Kinderhookian and Valmeyeran Series
Mississippian System
Type section and synonyms: The first written reference to the "Goniatite limestone of Rockford" was by Owen and Norwood (1847, p. 5). In time the name Rockford became associated with the goniatite-bearing limestone (Goniatite Limestone in several older reports), and the fossiliferous exposure in the bed of the East Fork White River at Rockford, Jackson County, Ind., became accepted as the type section. This exposure is in the SW¼SE¼ sec. 6, T. 6 N., R. 6 E. Meek and Worthen (1861, p. 167) are generally credited with formalizing the name Rockford Limestone by having referred to the "Rockford Goniatite bed."
Description: Limestone dominates the lithology of the formation, but shale, siltstone, and
dolomite are also present. The limestone is typically gray, fine grained, argillaceous, ferruginous, and sparingly fossiliferous. It has a characteristic green mottling, weathers to a rusty brown, and is argillaceous or dolomitic in places, particularly in the upper part to the north. Echinodermal debris and other fossils, such as the cephalopods, are concentrated in places. To the north thin gray-green shales are interlaminated with the limestones. In several exposures in southern lndiana an upper unit of bluish-gray to yellowish-brown shale containing calcareous nodules is present.
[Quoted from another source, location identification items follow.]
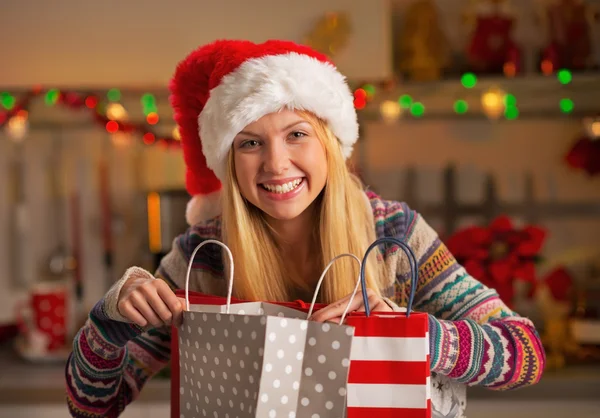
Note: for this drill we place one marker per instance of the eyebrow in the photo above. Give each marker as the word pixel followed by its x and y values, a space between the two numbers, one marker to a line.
pixel 291 125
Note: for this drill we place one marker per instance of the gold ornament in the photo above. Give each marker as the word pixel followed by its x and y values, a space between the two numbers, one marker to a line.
pixel 330 34
pixel 424 50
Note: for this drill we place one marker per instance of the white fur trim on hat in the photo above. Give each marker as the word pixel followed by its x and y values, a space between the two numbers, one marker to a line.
pixel 202 207
pixel 266 85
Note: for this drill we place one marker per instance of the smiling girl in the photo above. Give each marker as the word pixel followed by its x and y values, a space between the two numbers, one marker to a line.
pixel 266 129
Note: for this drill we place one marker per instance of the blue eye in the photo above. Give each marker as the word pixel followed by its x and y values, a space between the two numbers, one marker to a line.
pixel 297 134
pixel 251 143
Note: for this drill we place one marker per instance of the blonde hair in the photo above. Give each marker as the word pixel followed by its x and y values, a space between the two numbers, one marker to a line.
pixel 344 225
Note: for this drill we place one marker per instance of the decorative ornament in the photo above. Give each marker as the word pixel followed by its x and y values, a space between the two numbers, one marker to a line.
pixel 491 48
pixel 569 35
pixel 500 254
pixel 584 154
pixel 390 111
pixel 17 126
pixel 493 102
pixel 331 33
pixel 424 50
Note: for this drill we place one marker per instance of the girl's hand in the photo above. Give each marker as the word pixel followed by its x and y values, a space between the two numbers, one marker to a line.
pixel 333 312
pixel 149 301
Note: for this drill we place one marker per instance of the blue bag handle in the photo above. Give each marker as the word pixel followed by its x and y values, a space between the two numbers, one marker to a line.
pixel 414 271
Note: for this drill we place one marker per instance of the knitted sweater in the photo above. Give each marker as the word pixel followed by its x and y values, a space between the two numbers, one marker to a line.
pixel 474 337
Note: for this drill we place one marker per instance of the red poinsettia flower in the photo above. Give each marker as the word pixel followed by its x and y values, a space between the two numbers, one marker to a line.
pixel 499 254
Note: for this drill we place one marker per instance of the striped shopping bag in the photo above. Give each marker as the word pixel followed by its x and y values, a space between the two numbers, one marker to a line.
pixel 389 373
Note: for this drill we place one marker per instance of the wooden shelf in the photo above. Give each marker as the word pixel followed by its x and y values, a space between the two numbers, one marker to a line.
pixel 537 96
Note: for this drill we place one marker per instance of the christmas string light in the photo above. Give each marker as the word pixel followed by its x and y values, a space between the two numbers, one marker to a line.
pixel 112 116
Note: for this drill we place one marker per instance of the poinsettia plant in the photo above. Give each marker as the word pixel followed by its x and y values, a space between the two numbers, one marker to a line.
pixel 499 254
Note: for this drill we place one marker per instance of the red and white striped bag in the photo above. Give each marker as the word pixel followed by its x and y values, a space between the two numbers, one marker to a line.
pixel 389 363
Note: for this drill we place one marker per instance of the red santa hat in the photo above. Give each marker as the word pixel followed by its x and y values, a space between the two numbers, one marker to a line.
pixel 220 88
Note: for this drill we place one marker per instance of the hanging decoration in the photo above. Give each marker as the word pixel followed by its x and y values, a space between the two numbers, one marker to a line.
pixel 568 28
pixel 500 254
pixel 424 50
pixel 330 34
pixel 584 154
pixel 491 47
pixel 112 115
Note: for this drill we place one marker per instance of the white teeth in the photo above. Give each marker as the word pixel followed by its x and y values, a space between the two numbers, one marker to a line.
pixel 282 188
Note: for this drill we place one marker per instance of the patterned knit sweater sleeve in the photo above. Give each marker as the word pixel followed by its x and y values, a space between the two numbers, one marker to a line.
pixel 474 337
pixel 112 358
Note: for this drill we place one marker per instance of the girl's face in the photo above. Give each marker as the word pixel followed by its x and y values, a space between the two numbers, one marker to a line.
pixel 280 164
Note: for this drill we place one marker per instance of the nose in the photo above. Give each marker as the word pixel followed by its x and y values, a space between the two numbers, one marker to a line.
pixel 276 158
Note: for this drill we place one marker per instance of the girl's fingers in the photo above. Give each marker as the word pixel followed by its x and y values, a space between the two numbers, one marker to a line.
pixel 336 309
pixel 128 311
pixel 140 303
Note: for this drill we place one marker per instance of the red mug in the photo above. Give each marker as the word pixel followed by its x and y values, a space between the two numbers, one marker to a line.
pixel 43 318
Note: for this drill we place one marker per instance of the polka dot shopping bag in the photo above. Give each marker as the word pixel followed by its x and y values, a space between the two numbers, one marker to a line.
pixel 256 359
pixel 389 370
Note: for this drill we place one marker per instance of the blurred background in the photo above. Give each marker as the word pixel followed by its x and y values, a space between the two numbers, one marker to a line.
pixel 482 115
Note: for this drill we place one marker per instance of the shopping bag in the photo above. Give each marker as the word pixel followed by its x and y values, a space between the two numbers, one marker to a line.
pixel 256 359
pixel 389 369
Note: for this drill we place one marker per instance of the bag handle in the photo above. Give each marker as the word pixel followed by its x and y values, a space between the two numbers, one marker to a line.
pixel 312 305
pixel 189 271
pixel 414 271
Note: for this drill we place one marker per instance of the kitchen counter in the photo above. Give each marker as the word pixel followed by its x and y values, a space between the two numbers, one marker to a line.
pixel 22 383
The Rockford is exposed in a belt extending northward from the southernmost exposure in New Albany, Floyd County, to a point a short distance north of Rockford. From this point the Rockford outcrop forms a northwestward-trending arc to the Indiana-Illinois state line in central Newton County, northwestern Indiana. Exposures are not found along most of the northern part of the belt because of glacial drift but are present in places in Benton and Jasper Counties. The Rockford is present in the subsurface of much of the state west and south of the outcrop. As shown by Lineback (1970, fig. 15) and Bassett and Hasenmueller (1980), however, the formation is absent from several places, apparently by nondeposition. It is commonly 2 or 3 feet (0.6 or 0.9 m) thick along the southern part of the outcrop belt, but it is thicker in the subsurface and to the north. The greatest recorded thickness is about 22 feet (6.7 m) (Melhorn, 1958, p. 196).
The Rockford Limestone overlies the New Albany Shale with apparent conformity, although the lithologic change is abrupt. It is in turn overlain by the New Providence Shale with apparent conformity in southern Indiana, and in places near the Ohio River the Rockford has been removed by pre-New Providence erosion. Except near the Ohio River at the southern margin of the Rockford, physical evidence of the unconformity is limited, and so in part recognition of the unconformity rests on faunal evidence.
Correlation: Conodont studies of the Rockford Limestone (Rexroad and Scott, 1964) show that it consists of strata of both the Kinderhookian and Valmeyeran Series. The Kinderhookian part is in the Siphonodella isosticha-S. cooperi Assemblage Zone and correlates with the upper part of the Chouteau Limestone of the Mississippi Valley. The Valmeyeran part, which is present from Scott County northward, is in the Gnathodus semiglaber-Pseudopolygnathus multistriatus Assemblage Zone and correlates with the Meppen Formation of Illinois and with its lateral equivalents in the lower part of the Burlington Limestone and the Fern Glen Formation.
The cephalopod Protocanites lyoni (Meek and Worthen) is found in the Rockford Limestone (Lineback, 1963). This fossil indicates correlation of the Rockford, therefore, with the Chouteau Limestone and the Northview Shale of the Mississippi Valley standard Mississippian section and generally with rocks of late Tournaisian age (Tn3c in the European standard) that are circumpolarly distributed in the Northern Hemisphere (Miller and Collinson, 1951, p. 481 Gordon, 1964, p. 283-284).